Promete o monotrilho que vai conectar a linha 13 da CPTM ao Aeroporto de Guarulhos – uma das maiores cagadas de Alckmin.

Já liberou as obras pra terminar as estações da linha 15 do Metrô na Zona Leste, incluindo a construção de um nova.

Finalmente parece que vai tirar do papel os trens intercidades que o Alckmin prometeu lá em 2010.

Tem feito um esforço pra tocar a Linha 6 que o Alckmin deixou parar lá em 2016.

Ok. Mas nada disso é projeto novo, tudo ideias velhas mas que estavam paradas ou engatinhavam.

Ele ainda não trouxe soluções para as expansões das linhas verde, amarela e lilás, que devem ficar pra segunda metade da década, infelizmente.

Promete uma cagada no ABC: trocar o monotrilho ou metrô de alta capacidade por um BRT na linha 18. É um retrocesso absurdo: menor capacidade, mais poluição e sem integração gratuita.

O projeto da linha Celeste é burro se for feito só de Guarulhos ao Anhangabaú. Vai sobrecarregar a linha vermelha e a azul. Ela tem que chegar no mínimo até a Brigadeiro (verde), mas o ideal é tocar o projeto original que passa por ela, pelo Ibirapuera, pela Vila Olímpia e chega na Campo Belo da Lilás.

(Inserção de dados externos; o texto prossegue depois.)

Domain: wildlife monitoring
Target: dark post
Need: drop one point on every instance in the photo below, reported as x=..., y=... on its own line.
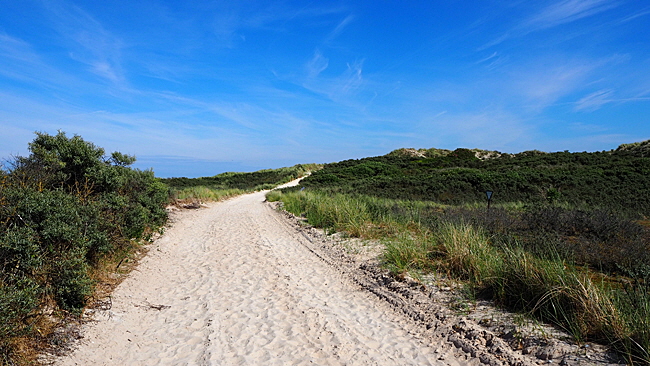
x=489, y=196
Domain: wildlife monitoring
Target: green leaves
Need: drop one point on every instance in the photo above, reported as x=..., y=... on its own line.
x=62, y=209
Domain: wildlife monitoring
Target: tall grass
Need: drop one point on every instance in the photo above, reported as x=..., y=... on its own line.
x=203, y=194
x=539, y=279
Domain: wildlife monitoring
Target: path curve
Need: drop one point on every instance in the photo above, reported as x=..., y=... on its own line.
x=234, y=284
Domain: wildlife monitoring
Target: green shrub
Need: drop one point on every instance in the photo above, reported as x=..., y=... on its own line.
x=62, y=209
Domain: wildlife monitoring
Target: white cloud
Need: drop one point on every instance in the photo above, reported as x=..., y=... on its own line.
x=316, y=65
x=594, y=100
x=90, y=43
x=566, y=11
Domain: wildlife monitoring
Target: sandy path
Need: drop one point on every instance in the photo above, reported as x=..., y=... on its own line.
x=234, y=284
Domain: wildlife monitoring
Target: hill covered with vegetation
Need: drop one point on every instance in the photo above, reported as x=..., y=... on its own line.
x=615, y=180
x=566, y=239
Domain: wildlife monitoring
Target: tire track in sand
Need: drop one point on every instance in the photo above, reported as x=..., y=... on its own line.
x=234, y=285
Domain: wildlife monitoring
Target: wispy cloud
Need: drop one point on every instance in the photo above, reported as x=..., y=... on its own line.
x=91, y=43
x=316, y=65
x=594, y=101
x=340, y=27
x=559, y=13
x=566, y=11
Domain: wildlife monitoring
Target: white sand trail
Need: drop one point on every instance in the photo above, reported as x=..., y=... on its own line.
x=233, y=284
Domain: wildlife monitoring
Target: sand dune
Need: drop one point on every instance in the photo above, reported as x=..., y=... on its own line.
x=233, y=284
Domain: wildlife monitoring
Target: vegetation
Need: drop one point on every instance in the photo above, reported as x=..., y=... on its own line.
x=566, y=239
x=612, y=180
x=230, y=184
x=65, y=211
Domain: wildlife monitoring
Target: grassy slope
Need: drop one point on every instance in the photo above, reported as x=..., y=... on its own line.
x=559, y=243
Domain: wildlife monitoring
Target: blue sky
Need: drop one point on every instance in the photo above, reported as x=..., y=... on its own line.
x=195, y=88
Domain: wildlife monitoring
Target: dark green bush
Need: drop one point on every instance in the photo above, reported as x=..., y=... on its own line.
x=62, y=209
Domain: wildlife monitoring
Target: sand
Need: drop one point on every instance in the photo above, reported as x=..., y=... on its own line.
x=233, y=284
x=241, y=283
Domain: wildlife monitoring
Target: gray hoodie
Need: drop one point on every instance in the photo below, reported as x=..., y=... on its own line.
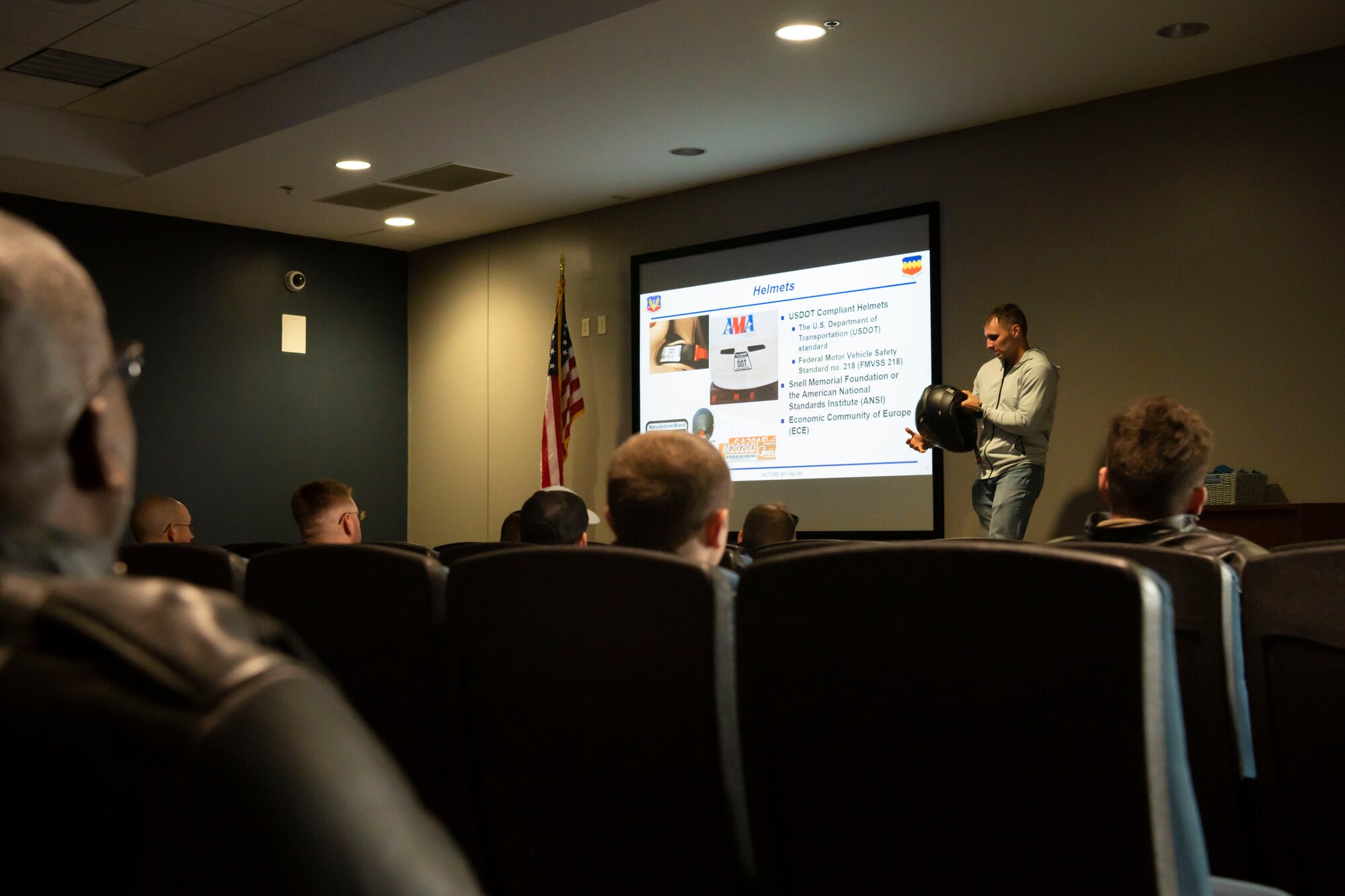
x=1020, y=408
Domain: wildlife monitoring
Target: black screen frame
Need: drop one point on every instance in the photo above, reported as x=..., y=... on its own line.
x=931, y=210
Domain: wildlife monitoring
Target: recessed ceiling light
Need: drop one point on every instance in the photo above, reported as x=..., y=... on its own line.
x=801, y=33
x=1184, y=30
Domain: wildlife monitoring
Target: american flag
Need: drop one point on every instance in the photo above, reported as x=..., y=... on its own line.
x=564, y=401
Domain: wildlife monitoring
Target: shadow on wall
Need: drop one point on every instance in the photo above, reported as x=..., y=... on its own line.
x=1082, y=503
x=1075, y=513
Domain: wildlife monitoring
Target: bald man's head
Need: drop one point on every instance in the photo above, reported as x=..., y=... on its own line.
x=67, y=439
x=161, y=518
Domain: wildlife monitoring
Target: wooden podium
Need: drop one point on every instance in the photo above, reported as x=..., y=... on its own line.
x=1276, y=525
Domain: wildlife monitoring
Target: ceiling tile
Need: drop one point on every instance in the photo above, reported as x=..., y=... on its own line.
x=87, y=11
x=353, y=18
x=189, y=19
x=424, y=6
x=283, y=41
x=124, y=107
x=178, y=88
x=258, y=7
x=36, y=25
x=41, y=92
x=221, y=64
x=11, y=52
x=126, y=45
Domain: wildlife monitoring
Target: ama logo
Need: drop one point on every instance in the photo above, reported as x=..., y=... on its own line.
x=738, y=326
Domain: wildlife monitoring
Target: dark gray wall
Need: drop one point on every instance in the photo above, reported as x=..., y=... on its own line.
x=228, y=423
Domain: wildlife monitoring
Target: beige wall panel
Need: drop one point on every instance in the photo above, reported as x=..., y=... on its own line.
x=449, y=399
x=1183, y=240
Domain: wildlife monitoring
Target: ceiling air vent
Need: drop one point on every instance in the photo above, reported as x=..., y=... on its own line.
x=75, y=68
x=376, y=197
x=449, y=178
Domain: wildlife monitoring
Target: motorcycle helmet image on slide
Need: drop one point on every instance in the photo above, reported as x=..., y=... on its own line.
x=703, y=424
x=939, y=419
x=744, y=364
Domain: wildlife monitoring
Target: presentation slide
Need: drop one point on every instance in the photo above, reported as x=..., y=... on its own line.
x=801, y=357
x=800, y=374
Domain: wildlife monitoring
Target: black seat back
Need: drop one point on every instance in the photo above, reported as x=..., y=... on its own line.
x=406, y=545
x=1295, y=633
x=375, y=616
x=1207, y=618
x=588, y=732
x=451, y=553
x=782, y=548
x=1309, y=545
x=198, y=564
x=251, y=549
x=958, y=719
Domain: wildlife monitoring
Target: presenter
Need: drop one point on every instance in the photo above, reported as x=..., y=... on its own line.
x=1015, y=400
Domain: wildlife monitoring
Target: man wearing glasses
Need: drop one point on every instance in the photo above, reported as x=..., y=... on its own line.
x=154, y=745
x=162, y=520
x=326, y=513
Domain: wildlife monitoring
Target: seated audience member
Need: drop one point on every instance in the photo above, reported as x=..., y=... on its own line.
x=592, y=517
x=555, y=518
x=153, y=745
x=670, y=491
x=326, y=513
x=766, y=525
x=159, y=518
x=1157, y=455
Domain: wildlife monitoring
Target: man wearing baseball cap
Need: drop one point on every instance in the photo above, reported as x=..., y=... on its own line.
x=555, y=517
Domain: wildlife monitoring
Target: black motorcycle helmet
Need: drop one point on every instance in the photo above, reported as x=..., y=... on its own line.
x=941, y=420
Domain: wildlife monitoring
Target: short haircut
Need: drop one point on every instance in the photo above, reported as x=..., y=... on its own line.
x=314, y=498
x=662, y=486
x=766, y=525
x=153, y=517
x=1157, y=454
x=1009, y=315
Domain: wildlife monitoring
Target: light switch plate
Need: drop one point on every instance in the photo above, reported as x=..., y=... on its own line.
x=294, y=334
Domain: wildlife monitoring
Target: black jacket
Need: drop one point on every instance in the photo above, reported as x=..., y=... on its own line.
x=150, y=744
x=1183, y=532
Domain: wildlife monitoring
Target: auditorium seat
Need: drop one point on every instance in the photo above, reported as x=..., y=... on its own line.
x=375, y=616
x=454, y=552
x=1295, y=631
x=407, y=545
x=783, y=548
x=588, y=736
x=198, y=564
x=1309, y=545
x=964, y=719
x=251, y=549
x=1207, y=618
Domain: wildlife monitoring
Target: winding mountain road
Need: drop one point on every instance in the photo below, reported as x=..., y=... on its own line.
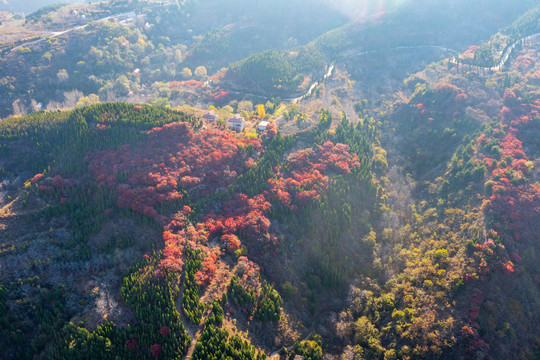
x=505, y=55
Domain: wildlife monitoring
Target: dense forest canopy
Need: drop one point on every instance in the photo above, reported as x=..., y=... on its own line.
x=379, y=199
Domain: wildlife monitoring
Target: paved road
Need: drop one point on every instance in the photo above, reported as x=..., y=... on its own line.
x=51, y=35
x=504, y=57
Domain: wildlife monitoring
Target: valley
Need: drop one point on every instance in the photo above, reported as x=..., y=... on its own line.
x=386, y=209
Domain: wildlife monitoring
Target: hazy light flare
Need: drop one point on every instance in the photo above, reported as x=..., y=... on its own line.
x=365, y=10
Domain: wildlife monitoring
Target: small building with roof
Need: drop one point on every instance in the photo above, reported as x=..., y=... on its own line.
x=211, y=117
x=263, y=125
x=236, y=122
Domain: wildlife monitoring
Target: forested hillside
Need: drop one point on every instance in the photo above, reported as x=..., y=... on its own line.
x=438, y=23
x=383, y=215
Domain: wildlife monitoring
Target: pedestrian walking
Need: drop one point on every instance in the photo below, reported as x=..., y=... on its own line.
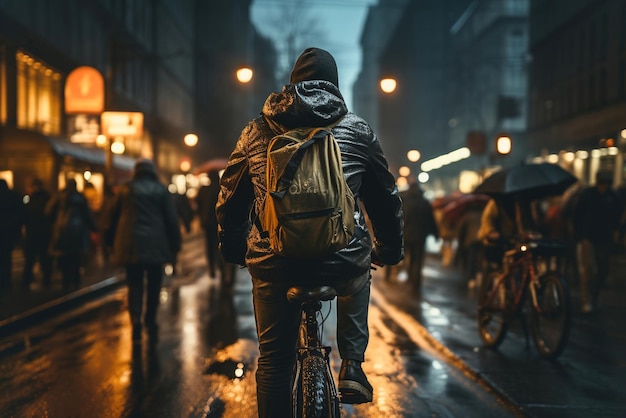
x=146, y=235
x=469, y=246
x=37, y=230
x=419, y=223
x=72, y=225
x=312, y=99
x=596, y=219
x=11, y=220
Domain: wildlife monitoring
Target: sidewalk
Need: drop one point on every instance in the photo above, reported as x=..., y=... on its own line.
x=21, y=308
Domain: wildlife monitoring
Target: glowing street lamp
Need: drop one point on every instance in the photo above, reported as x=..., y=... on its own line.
x=118, y=147
x=388, y=85
x=185, y=165
x=503, y=144
x=413, y=155
x=191, y=140
x=244, y=75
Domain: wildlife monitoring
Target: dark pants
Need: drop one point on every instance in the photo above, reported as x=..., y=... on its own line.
x=70, y=270
x=277, y=323
x=6, y=265
x=135, y=282
x=212, y=252
x=415, y=256
x=36, y=250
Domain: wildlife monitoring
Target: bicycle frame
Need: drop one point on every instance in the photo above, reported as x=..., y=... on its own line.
x=520, y=257
x=309, y=344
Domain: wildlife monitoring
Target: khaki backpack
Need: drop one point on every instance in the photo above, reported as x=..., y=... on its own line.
x=308, y=210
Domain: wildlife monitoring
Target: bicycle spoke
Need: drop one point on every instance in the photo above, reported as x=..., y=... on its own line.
x=551, y=318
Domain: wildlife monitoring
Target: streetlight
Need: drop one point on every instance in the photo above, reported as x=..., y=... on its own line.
x=191, y=140
x=244, y=75
x=388, y=85
x=503, y=144
x=413, y=155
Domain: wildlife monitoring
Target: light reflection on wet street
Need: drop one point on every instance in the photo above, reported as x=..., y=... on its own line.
x=83, y=363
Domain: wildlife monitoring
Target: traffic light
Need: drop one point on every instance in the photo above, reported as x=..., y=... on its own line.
x=503, y=144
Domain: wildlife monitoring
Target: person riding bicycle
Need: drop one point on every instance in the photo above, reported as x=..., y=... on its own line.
x=504, y=218
x=311, y=99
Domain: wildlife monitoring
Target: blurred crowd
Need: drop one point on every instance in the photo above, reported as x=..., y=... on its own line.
x=589, y=219
x=60, y=233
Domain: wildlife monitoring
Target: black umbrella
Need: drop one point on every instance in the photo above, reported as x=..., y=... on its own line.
x=532, y=181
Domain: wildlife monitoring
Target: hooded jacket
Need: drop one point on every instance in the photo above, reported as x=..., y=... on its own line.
x=311, y=103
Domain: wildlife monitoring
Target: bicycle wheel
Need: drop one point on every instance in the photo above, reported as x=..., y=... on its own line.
x=316, y=402
x=551, y=319
x=492, y=321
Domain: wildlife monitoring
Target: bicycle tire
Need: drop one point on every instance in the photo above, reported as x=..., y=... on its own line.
x=316, y=402
x=550, y=325
x=492, y=318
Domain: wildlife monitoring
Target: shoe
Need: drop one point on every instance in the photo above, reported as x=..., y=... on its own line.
x=353, y=385
x=137, y=333
x=153, y=333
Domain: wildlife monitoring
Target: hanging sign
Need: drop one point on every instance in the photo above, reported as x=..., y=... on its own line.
x=84, y=91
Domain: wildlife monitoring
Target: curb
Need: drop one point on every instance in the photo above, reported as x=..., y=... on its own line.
x=58, y=305
x=461, y=365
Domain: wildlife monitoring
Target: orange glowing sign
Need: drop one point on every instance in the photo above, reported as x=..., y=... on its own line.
x=84, y=91
x=126, y=124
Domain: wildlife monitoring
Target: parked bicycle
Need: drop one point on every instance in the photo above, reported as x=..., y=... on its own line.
x=314, y=393
x=518, y=290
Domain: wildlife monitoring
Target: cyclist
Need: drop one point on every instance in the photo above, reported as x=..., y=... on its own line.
x=503, y=219
x=311, y=99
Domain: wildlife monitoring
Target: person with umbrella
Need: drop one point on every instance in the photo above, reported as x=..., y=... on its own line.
x=509, y=213
x=596, y=218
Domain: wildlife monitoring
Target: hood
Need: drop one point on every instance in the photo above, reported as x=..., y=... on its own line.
x=308, y=103
x=145, y=167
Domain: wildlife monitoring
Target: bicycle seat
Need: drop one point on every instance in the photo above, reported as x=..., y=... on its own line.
x=546, y=246
x=303, y=294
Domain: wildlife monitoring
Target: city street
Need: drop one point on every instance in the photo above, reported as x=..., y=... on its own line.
x=424, y=358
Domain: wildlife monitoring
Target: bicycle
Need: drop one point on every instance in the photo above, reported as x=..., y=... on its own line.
x=503, y=295
x=314, y=393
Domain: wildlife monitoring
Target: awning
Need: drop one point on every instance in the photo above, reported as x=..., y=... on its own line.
x=92, y=155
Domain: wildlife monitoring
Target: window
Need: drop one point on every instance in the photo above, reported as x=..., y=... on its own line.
x=38, y=96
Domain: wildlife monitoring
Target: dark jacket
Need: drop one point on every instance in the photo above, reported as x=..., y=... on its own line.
x=72, y=223
x=206, y=200
x=11, y=216
x=311, y=104
x=37, y=225
x=144, y=222
x=597, y=215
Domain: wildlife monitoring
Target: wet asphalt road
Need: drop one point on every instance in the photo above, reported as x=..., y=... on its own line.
x=82, y=363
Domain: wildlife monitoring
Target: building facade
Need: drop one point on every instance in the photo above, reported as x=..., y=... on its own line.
x=577, y=87
x=167, y=59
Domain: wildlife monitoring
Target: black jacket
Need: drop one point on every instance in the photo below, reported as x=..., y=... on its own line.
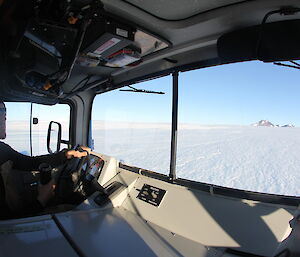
x=24, y=163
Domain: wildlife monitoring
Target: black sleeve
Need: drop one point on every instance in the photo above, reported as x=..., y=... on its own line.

Não priorizar a linha rosa do metrô que passa pela Faria Lima é a maior cagada de todas. Linha essencial e que reequilibra o sistema, deveria contar com parcerias privadas para as construções das estações com edifícios de escritórios ou shoppings. Deveria ser a prioridade do atual governo.

Vamos acompanhar como tudo se desenha.